Mr. White presumes, moreover, that Anne Shakespeare was a coarse, low, vulgar creature, such as, the fascination of the honeymoon once worn off, the Poet could not choose but loath and detest; and that his betaking himself to London was partly to escape from her hated society. This, too, is all sheer conjecture, and rather lame at that. That Shakespeare was more or less separated from his wife for a number of years, cannot indeed be questioned; but that he ever found or ever sought relief or comfort in such separation, is what we have no warrant for believing. It was simply forced upon him by the necessities of his condition.
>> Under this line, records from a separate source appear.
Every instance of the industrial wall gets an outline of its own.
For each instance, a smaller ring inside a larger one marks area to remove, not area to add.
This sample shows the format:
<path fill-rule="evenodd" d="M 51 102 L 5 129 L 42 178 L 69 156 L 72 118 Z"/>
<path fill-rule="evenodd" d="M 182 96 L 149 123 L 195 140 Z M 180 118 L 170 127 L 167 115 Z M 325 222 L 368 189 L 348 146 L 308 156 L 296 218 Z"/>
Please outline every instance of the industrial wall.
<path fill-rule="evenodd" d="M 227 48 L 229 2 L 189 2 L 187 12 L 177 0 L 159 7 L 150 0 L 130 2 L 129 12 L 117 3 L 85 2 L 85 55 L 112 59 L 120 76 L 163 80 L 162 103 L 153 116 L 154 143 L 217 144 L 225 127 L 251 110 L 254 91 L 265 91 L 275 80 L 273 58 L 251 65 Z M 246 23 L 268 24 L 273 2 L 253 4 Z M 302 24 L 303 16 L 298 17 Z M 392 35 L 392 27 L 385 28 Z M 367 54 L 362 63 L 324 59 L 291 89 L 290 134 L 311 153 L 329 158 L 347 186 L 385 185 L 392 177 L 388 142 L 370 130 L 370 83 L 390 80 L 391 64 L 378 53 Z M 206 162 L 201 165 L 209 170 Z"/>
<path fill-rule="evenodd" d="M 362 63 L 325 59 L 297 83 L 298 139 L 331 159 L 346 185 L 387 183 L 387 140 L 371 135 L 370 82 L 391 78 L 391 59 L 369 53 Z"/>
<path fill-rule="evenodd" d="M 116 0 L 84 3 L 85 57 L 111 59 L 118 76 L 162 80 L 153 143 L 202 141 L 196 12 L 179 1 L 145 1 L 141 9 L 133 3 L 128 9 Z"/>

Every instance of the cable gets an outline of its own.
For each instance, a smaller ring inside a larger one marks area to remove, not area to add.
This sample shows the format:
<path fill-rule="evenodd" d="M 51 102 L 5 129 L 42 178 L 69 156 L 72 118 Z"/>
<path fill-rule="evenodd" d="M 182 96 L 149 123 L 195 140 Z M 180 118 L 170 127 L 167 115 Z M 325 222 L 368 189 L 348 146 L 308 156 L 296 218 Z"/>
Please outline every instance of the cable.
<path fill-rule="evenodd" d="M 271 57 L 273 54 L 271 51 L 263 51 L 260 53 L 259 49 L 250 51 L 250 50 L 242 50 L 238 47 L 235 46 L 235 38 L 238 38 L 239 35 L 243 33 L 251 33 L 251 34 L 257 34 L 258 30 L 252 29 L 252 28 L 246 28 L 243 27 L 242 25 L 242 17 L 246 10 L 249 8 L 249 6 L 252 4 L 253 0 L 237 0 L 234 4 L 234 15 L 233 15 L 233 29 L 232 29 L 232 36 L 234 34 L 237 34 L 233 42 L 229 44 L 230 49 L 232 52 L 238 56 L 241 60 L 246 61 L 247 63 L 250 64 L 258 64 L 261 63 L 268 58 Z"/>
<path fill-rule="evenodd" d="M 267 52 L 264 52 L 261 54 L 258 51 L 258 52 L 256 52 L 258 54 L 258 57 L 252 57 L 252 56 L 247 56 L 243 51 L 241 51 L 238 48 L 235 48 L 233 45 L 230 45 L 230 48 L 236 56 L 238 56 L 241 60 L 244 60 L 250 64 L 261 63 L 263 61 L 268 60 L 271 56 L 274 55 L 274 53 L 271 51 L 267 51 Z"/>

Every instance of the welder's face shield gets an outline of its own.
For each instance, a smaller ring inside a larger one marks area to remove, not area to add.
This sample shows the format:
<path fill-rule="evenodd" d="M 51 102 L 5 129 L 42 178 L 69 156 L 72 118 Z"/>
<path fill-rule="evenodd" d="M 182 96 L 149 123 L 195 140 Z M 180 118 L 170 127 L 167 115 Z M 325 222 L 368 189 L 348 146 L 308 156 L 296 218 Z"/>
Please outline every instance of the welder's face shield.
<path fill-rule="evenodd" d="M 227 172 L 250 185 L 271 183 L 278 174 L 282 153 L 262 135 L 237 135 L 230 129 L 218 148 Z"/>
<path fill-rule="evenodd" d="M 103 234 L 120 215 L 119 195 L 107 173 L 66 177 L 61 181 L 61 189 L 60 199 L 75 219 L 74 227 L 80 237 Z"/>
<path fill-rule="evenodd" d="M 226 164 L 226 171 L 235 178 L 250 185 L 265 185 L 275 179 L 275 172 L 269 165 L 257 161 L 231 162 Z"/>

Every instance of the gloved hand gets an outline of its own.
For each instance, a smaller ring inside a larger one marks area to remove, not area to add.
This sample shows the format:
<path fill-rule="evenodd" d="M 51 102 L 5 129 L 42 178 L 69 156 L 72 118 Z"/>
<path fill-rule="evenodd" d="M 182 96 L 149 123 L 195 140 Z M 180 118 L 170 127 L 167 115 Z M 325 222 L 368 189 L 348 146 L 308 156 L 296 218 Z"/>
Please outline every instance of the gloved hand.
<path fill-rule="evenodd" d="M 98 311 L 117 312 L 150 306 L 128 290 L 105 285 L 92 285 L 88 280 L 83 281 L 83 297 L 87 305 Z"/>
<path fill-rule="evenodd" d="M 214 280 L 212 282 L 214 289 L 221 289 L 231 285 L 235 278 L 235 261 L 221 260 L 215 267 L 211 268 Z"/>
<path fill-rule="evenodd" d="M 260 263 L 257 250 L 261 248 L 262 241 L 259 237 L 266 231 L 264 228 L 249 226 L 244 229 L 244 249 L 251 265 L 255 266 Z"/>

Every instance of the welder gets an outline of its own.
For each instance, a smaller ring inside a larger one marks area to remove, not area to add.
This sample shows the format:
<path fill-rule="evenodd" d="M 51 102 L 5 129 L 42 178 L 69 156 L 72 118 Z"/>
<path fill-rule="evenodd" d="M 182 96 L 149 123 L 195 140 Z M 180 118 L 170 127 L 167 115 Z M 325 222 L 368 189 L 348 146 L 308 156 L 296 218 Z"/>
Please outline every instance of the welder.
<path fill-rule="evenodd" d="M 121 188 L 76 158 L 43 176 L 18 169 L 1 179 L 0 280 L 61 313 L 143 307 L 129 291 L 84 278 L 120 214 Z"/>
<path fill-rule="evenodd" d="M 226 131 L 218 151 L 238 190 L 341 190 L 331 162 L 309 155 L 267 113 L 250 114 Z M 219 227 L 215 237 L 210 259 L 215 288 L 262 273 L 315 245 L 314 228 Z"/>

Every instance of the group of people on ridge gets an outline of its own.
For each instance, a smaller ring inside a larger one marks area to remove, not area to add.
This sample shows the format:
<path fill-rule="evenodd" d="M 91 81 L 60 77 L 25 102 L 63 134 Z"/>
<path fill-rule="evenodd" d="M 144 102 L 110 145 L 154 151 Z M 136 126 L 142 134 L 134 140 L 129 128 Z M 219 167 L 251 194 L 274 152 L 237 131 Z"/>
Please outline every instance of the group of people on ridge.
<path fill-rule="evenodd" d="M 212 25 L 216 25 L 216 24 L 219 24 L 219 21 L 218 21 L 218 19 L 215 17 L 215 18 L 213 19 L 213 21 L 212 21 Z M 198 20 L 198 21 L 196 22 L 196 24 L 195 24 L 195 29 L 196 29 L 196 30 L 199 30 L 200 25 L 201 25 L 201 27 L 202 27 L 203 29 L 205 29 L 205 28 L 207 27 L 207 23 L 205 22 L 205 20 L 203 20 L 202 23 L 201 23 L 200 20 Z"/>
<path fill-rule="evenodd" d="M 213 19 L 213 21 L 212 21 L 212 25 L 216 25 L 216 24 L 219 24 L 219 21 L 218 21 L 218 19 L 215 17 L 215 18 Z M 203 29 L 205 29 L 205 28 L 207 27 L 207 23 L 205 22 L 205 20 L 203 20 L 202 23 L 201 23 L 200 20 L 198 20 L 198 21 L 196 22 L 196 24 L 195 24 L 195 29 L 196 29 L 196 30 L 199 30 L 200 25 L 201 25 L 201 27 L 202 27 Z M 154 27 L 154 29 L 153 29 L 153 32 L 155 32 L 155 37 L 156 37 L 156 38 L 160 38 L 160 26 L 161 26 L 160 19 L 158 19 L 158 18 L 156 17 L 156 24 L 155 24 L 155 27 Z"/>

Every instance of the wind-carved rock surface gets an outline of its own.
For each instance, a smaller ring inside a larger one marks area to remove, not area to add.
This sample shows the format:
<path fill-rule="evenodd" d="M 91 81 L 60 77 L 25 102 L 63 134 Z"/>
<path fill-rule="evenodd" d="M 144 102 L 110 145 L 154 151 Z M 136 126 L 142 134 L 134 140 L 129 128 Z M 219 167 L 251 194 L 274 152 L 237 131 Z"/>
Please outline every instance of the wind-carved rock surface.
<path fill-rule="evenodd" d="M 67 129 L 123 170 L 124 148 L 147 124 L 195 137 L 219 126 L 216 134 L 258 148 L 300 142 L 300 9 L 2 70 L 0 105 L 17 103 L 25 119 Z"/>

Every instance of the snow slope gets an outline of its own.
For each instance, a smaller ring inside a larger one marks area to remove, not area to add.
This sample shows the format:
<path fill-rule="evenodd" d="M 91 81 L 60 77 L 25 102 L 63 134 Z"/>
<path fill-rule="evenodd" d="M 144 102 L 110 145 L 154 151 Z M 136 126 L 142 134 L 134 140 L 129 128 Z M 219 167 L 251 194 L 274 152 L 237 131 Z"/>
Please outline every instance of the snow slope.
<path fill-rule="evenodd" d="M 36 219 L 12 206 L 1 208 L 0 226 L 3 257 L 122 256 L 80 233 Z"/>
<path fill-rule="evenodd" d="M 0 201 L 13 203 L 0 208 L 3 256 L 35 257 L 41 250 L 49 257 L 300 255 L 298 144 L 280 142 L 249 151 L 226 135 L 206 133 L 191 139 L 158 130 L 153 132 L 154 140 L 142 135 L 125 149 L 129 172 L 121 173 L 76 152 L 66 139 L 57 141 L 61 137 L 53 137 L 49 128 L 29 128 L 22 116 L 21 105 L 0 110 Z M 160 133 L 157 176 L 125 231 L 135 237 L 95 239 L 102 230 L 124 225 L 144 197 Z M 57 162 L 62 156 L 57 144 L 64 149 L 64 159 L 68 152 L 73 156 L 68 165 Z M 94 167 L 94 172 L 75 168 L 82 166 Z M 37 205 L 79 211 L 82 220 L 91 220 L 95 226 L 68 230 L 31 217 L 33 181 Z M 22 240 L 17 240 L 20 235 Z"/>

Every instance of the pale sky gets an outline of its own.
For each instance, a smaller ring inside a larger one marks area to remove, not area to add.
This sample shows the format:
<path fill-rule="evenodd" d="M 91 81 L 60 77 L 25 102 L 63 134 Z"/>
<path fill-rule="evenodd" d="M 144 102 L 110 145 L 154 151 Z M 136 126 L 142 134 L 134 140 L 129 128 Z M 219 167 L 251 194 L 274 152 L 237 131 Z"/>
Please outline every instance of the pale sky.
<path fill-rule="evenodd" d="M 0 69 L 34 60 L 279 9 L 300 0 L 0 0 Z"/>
The darling object of his London life evidently was, that he might return to his native town, with a handsome competence, and dwell in the bosom of his family; and the yearly visits, which tradition reports him to have made to Stratford, look like any thing but a wish to forget them or be forgotten by them. From what is known of his subsequent life, it is certain that he had, in large measure, that honourable ambition, so natural to an English gentleman, of being the founder of a family; and as soon as he had reached the hope of doing so, he retired to his old home, and there set up his rest, as if his best sunshine of life still waited on the presence of her from whose society he is alleged to have fled away in disappointment and disgust.